Octopus' pincers drove into the wall, steadying his position, but the adamantium broke pieces off the wall in doing so. Neither of them paid any mind to the concrete chunks obeying the call of gravity.
On street level below, a little boy looked up from his ice cream, bewildered at the huge rock heading towards terra firma.
Captain George Stacy of the NYPD, who had led the police chase and still kneeling beside his car (in case Octopus diverted his attention from the wall-crawler to the civilians), noticed the imminent danger. "Son, look out!"
Stacy, the former MVP of his high school football team, made a flying tackle towards the child, shoving him out of the way, but in doing so, the concrete crushed him instead. Neither Spider nor Octopus gave any notice to the fallen police officer, which Spidey would soon sorely regret. That is later in the story, though.
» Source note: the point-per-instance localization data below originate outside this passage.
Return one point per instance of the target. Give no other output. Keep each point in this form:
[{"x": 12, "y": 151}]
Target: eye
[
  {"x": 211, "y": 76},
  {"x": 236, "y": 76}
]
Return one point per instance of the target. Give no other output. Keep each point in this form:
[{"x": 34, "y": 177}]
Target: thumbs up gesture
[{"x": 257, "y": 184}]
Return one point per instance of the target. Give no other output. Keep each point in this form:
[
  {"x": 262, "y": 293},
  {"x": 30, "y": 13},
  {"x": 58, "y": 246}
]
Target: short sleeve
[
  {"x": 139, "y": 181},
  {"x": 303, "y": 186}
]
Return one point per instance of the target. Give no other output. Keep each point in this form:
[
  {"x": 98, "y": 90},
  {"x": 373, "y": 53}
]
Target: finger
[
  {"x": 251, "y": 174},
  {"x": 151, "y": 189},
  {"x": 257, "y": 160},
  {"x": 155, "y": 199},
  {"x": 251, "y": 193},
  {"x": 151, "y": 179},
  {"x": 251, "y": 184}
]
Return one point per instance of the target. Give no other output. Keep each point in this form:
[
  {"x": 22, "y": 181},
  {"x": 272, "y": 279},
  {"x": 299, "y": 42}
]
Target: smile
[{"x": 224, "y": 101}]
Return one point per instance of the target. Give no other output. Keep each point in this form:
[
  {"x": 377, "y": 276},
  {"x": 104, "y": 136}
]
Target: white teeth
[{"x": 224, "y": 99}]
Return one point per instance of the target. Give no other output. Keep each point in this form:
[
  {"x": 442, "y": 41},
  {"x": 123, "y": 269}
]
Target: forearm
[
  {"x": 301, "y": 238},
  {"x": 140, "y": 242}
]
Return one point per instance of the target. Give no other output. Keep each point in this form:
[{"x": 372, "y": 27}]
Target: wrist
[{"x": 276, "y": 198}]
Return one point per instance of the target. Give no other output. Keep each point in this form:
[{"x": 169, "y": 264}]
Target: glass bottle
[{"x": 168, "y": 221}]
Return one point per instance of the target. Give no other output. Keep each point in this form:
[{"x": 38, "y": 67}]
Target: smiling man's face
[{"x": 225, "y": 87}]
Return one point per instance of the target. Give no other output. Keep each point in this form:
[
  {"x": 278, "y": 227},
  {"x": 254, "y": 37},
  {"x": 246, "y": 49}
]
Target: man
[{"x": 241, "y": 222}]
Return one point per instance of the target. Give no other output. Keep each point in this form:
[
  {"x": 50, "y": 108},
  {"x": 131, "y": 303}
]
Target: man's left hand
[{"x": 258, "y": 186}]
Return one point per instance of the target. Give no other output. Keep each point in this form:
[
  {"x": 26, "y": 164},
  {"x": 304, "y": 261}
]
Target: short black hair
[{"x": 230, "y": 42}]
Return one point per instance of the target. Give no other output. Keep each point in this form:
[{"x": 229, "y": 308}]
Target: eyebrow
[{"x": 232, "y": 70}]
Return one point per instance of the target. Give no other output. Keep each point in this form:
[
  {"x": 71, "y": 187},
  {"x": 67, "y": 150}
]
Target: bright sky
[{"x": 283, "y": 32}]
Then one overriding thought popped into her brain, namely, This jerk killed my boyfriend and now he's gonna pay.
And all her fears and doubts shrivel in the flames of her white-hot rage.
Her head has been filled with the smoke from her anger, regret, and grief for far too long; it has been the thunder that darkens her mind. But finally, the return of the Octopus had opened her firewalls so that the terror, angst, and rage are out there, in the fight where they truly belong, and Spidey's mind is as clear as a diamond. She leaps towards Octopus. There's only one thing she has to do now.
Decide.
So she does.
She decides to win.
The mad scientist notices to his dismay and growing horror that the web-slinger is finally getting the best of him. The tentacles try their best to yank ShadowSpider off, but she clings to him with the same adhesive power she used to cling to walls, and she starts to pound on him with such force that only his sheer willpower prevents him from blacking out.
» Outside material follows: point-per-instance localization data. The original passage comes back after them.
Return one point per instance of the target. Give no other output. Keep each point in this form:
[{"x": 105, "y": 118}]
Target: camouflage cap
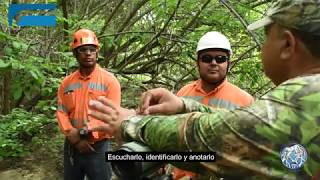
[{"x": 303, "y": 15}]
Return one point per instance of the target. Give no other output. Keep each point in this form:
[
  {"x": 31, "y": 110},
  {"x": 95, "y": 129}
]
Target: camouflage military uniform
[{"x": 247, "y": 140}]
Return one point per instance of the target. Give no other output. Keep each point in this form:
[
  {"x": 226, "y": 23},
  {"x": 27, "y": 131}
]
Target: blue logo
[
  {"x": 14, "y": 9},
  {"x": 293, "y": 156}
]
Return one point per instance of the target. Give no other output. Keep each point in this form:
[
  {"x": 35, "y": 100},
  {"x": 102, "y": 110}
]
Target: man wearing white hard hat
[{"x": 213, "y": 89}]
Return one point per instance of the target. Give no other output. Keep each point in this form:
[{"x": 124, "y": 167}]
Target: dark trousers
[{"x": 93, "y": 164}]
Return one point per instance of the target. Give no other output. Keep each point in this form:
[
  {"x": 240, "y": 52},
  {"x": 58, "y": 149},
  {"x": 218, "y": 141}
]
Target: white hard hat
[{"x": 214, "y": 39}]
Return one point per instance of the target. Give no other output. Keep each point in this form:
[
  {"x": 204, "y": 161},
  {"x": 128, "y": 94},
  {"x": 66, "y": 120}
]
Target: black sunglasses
[
  {"x": 219, "y": 59},
  {"x": 84, "y": 50}
]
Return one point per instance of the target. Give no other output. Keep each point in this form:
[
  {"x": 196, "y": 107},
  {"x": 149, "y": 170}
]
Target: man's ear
[{"x": 288, "y": 46}]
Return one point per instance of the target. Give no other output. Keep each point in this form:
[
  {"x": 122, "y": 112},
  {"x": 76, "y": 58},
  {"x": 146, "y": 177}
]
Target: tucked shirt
[{"x": 74, "y": 94}]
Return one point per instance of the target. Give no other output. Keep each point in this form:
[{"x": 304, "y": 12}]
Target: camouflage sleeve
[
  {"x": 194, "y": 106},
  {"x": 247, "y": 140}
]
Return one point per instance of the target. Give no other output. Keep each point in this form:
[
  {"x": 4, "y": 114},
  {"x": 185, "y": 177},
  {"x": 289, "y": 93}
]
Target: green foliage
[{"x": 17, "y": 129}]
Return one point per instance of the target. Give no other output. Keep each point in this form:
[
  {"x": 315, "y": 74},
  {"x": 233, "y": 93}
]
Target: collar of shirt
[{"x": 198, "y": 85}]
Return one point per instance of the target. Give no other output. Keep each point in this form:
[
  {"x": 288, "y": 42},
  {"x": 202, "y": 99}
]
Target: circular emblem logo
[{"x": 293, "y": 156}]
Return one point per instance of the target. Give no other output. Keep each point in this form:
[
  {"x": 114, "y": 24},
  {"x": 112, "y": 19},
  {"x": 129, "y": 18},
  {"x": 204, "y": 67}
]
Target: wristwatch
[{"x": 83, "y": 132}]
Then she decides to quit holding back.
She decides to quit pulling her punches.
She decides that Otto Octavius should lose his life as Peter Parker lost his.
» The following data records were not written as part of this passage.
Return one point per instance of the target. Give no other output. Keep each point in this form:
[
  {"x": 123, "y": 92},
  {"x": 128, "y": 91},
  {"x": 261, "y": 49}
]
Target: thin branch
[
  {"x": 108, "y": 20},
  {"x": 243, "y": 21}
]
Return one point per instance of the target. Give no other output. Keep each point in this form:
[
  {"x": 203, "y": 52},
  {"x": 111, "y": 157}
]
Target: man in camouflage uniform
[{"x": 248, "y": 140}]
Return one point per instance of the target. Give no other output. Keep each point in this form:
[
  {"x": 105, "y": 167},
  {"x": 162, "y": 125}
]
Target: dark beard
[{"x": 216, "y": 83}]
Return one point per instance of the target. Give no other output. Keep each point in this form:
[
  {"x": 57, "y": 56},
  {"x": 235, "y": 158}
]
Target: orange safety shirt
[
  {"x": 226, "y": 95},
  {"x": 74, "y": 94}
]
Decision was now reality, here. Her fists move simultaneously with her will and they teach her terrible things. She hits him one, twice, a dozen times, kicks him a dozen more. She decides that Octopus should die with every bone in his body broken, just as Peter did. In the fight, there is only terror and rage.
Octopus gasps for his life.
"Ask me nicely!" Spidey shouts, smashing her head into his.
"Never!" Octopus is defiant to the end.
"Ask me! Beg for your life!" she commands again, and shatters his nose to the back of his head.
"I said ask me! I want you to beg for mercy!" she screams, smashing his jaw beyond repair.
"Please…" he gasps, "I'm begging you to spare my life."
She spits on him, a last gesture of contempt. "You didn't spare Peter Parker's!" she shouts at him, and breaks the last thing on his body she hasn't already: his neck.